Mid-Course Correction Revisited - Profitable & Sustainable Business
The updated book by Ray Anderson's Grandson John Lanier with foreword by Paul Hawken
Mid-Course Correction Revisited
by John Lanier, author and grandson of Ray Anderson
You always remember your first. Book, that is – you always remember your first book. You know, the first one you write. What were you thinking of?
In my case, the first book is also my only book. Whether I go on to write a hundred more or keep authorship in my rearview mirror, Mid-Course Correction Revisited will always be special to me. The reason is simple. It has everything to do with who my co-author was.
Many people just called him “Ray.” Some of his employees stuck to the habit of calling him “Mr. Anderson.” Fortune Magazine called him “America’s greenest CEO.” My mother and aunt were the only two who could call him “Dad.” I am one of five lucky souls who grew up calling him “Daddy Ray.”
His story is legendary. In 1994, in his 60th year of life and having successfully founded and grown Interface into the world’s largest manufacturer of carpet tile, Ray read a book. Paul Hawken’s The Ecology of Commerce showed Ray that his business, and all of the industrial world, were complicit in the destruction of the biosphere. Worse, business and industry were the sector responsible for the greatest amount of environmental degradation. That said, they were also the only sector large enough and well enough organized to fix our challenges.

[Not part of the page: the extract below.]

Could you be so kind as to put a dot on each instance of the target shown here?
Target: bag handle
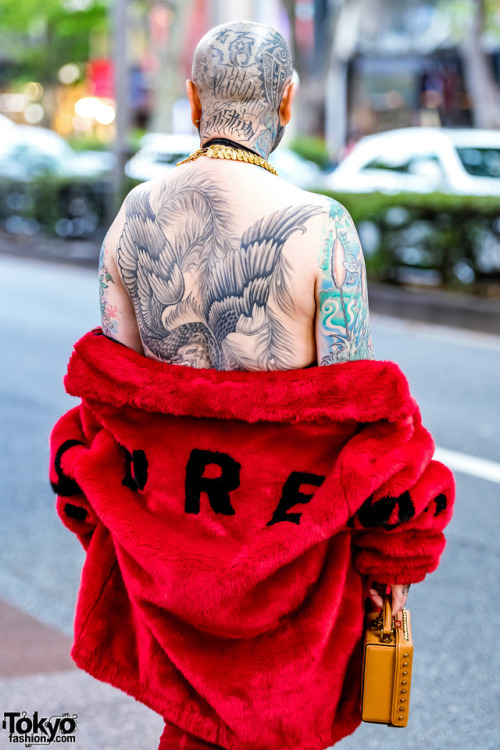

From that moment on, Ray was committed to a new moral imperative. He sought to make his large, publicly-traded, industrial manufacturing company truly sustainable, and eventually restorative. In the years that followed, he and the people of Interface showed how much was possible when a business authentically pursues environmental sustainability.
In 1998, just a few years into Ray’s sustainability journey, he decided to write Mid-Course Correction. In part, that book looked backward, telling Ray’s personal story as an industrialist-turned-environmentalist. The heart of the book, however, was Ray’s forward-looking vision. With honest and compelling words, Ray imagined that into which he wanted Interface to mature – the prototypical company of the 21st century.
Sadly, my grandfather did not live to see Interface become a fully sustainable enterprise. He passed away in 2011, but his legacy continues on, in part through the work of the Ray C. Anderson Foundation. So too does his vision, which remains just as valid and important as it ever was. We desperately need more companies to follow the Interface model, seeking to become prototypical companies of the 21st century.
For that reason, our foundation decided to update and republish Ray’s first book. His wisdom has withstood two decades of weathering, and we believe that bringing his story to the present day could inspire a new generation of business leaders. In two of the new chapters that I wrote, I explore how far Interface has come since 1998 and exactly why the company became more successful as a result of an authentic commitment to sustainability. These chapters make the business case for sustainability – what Ray called “doing well by doing good.”
From the beginning though, I knew that this book would need to be more than just a second edition trumpeting Interface’s success. For all that is the same, so much more has changed since 1998. I wanted to look around the proverbial corner, just as Ray did 21 years ago.